Und sie hatte recht behalten, es kamen erst zögernd, dann immer öfter die Gäste, viele hatten ihre Pferde bei den Bauern untergebracht und waren nur am Wochenende da, manche kamen Freitags und fuhren Montag ganz früh wieder ab, das wurden häufig Stammgäste; es kamen aber auch Besucher von Pferdebesitzern, oft Verwandte oder Kinder.

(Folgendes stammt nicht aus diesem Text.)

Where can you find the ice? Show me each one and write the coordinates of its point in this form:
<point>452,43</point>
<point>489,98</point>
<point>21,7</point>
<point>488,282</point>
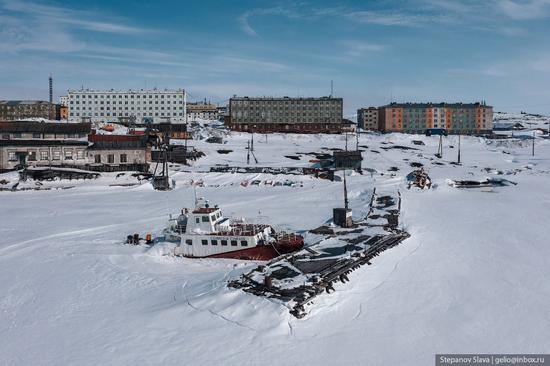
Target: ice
<point>473,276</point>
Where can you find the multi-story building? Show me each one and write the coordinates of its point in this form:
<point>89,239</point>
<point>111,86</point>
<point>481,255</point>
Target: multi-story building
<point>202,111</point>
<point>16,110</point>
<point>463,118</point>
<point>42,144</point>
<point>367,118</point>
<point>303,115</point>
<point>131,105</point>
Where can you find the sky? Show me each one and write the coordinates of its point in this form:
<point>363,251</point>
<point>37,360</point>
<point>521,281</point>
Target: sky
<point>375,52</point>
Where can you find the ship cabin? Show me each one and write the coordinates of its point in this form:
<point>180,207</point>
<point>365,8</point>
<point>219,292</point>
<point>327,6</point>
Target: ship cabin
<point>206,232</point>
<point>205,220</point>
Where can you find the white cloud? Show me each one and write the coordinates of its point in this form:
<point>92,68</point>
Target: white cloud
<point>525,9</point>
<point>82,19</point>
<point>244,19</point>
<point>357,48</point>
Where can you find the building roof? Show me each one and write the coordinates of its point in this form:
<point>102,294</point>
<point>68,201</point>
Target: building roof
<point>283,98</point>
<point>44,127</point>
<point>127,91</point>
<point>39,143</point>
<point>114,138</point>
<point>24,102</point>
<point>437,105</point>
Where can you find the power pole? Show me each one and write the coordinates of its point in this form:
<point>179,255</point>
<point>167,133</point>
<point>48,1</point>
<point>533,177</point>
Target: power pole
<point>459,149</point>
<point>534,134</point>
<point>345,192</point>
<point>346,141</point>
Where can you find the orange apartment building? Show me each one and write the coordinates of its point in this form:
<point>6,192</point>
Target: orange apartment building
<point>463,118</point>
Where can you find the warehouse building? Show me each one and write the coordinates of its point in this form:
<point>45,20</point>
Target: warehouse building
<point>42,144</point>
<point>300,115</point>
<point>16,110</point>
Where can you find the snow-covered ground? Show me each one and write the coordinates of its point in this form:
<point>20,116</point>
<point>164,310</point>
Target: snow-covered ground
<point>473,277</point>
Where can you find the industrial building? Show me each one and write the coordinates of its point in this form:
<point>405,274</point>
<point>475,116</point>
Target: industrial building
<point>16,110</point>
<point>42,144</point>
<point>118,153</point>
<point>465,118</point>
<point>138,106</point>
<point>301,115</point>
<point>367,118</point>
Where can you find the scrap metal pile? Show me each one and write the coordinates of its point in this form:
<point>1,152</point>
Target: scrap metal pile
<point>296,279</point>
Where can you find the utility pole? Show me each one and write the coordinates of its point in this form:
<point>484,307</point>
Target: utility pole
<point>346,141</point>
<point>345,192</point>
<point>534,134</point>
<point>459,148</point>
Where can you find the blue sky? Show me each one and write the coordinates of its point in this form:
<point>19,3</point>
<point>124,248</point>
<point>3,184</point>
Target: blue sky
<point>408,50</point>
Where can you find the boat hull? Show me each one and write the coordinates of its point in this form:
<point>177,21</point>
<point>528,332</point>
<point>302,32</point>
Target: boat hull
<point>261,252</point>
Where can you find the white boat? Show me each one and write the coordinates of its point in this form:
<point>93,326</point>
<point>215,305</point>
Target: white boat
<point>205,232</point>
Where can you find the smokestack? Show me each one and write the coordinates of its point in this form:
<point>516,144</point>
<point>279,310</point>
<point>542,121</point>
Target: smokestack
<point>51,88</point>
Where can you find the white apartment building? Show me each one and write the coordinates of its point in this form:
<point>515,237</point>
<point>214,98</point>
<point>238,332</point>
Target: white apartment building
<point>113,106</point>
<point>438,118</point>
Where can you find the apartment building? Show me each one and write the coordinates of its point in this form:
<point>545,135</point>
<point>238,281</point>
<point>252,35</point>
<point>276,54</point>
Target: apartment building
<point>140,106</point>
<point>367,118</point>
<point>203,111</point>
<point>465,118</point>
<point>301,115</point>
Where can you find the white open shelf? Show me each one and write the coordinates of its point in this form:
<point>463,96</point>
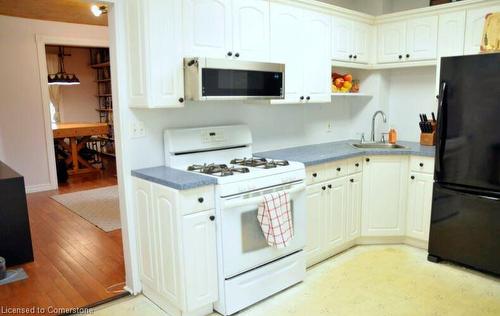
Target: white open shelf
<point>343,94</point>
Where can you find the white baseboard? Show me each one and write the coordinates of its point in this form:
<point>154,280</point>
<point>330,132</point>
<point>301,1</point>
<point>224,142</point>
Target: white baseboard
<point>40,188</point>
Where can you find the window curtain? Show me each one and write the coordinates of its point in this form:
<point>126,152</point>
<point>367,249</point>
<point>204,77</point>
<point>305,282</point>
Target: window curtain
<point>55,91</point>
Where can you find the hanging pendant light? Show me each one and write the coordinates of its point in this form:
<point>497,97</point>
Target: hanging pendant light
<point>62,77</point>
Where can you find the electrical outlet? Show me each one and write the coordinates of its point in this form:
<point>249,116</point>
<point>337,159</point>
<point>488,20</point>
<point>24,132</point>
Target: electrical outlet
<point>138,129</point>
<point>329,127</point>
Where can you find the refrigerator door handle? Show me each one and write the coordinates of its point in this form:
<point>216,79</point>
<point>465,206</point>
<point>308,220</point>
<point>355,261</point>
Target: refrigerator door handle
<point>441,128</point>
<point>489,198</point>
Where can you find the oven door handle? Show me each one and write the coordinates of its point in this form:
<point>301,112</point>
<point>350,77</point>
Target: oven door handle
<point>258,199</point>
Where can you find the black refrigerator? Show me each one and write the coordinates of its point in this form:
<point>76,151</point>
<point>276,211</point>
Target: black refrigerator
<point>465,220</point>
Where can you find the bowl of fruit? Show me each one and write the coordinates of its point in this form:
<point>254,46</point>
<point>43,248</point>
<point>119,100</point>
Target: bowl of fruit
<point>342,83</point>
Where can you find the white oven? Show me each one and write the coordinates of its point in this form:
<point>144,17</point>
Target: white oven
<point>244,246</point>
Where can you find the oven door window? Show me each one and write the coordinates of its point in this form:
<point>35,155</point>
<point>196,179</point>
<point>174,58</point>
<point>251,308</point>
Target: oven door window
<point>252,237</point>
<point>228,82</point>
<point>244,246</point>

Sehr häufig meldeten sich Mädchen an, auch ohne ihre Eltern, so ab zwölf, die waren richtige Pferdenarren, manche kamen die ganzen Ferien, Herbst und Sommer und Ostern, das war Lena sehr recht, da brauchte sie nicht so viel Bettwäsche zu wechseln. Werner kümmerte sich um kleinere Reparaturen, machte die Buchhaltung und gemeinsam fuhren sie zum Einkaufen nach Haidwitz in den Supermarkt.

Mit großem Getöse brach der Dachstuhl unter dem Gewicht der Ziegel zusammen, zerschlug mit die Bodendielen des ersten Stockes und sauste mit den zerbrochenen Resten ins Erdgeschoss. Der heftige Knall und die zerrenden Geräusche der Zersplitterung, das helle hohe Kreischen der Rohrleitungen und das Zirren der Drähte rissen Werner Schubert hoch. Ringsumher in der Luft schwirrten glühende Holzteilchen, Reste von brennbaren Stoffen und Mauerstückchen, wie dichte Schwärme von Glühwürmchen schimmerten Tausende durch das Sonnenlicht, ein Teil versengte Werners kariertes Hemd. Er merkte es nicht.

Nur gut, dass sein Auto in der Werkstatt war, der Anlasser war kaputt. Hier auf dem platten Lande war er auf den Wagen angewiesen, wenn er einkaufen wollte oder zum Arzt musste oder Besucher von der kleinen Bahnstation abholen sollte.

Er hörte jetzt die Sirene der Feuerwehr, lange bevor der rote Wagen die staubige Strasse entlang kam und in der Einfahrt bremste.

Achim Knesebeck stieg aus dem Führerhaus, den blauen Rock und den schweren Helm hatte er auf, aber seine grünen Drillichhosen zeigten, dass er vom Feld gekommen war.

»Das ist aber mal ein schönes Feuer, au weih, au weih!« grüßte er und gab Werner die Hand.

»Meine Jungs kommen gleich, sind schon an der Arbeit, sie haben da hinten am Hasenacker schon den Anschluss gefunden. Wie gut, dass Blohms Fidi seine Beregnung ausgebaut hat, sonst hätten wir hier kein Wasser. Aber wir sollten uns noch ein wenig gedulden, die Männer brauchen ihre Zeit, es soll ja auch alles richtig gemacht werden. Und wundere dich nicht, dass es nicht so viele sind, die meisten sind jetzt im Frühling auf den Feldern, jetzt ist ja die Zeit für Zuckerrüben und Kartoffeln, aber das weißt du ja sicher.«

Am Straßenrand rollten die anderen Männer der freiwilligen Feuerwehr vom Anschlussstutzen am Feldrand bis zu Werners brennender Pension die Schläuche aus, sortierten die verschiedenen Spritzen und legten alle Gerätschaften bereit, dann meldeten sie ihrem Führer Knesebeck »Klar an den Rohren«

Werner fand seine Stimme wieder.

»Wenn ihr vor allem das Souterrain retten könnt, da sind alle Papiere und Unterlagen.«

»Das lass man deine geringste Sorge sein.«

Achim klopfte ihm beruhigend auf die Schulter.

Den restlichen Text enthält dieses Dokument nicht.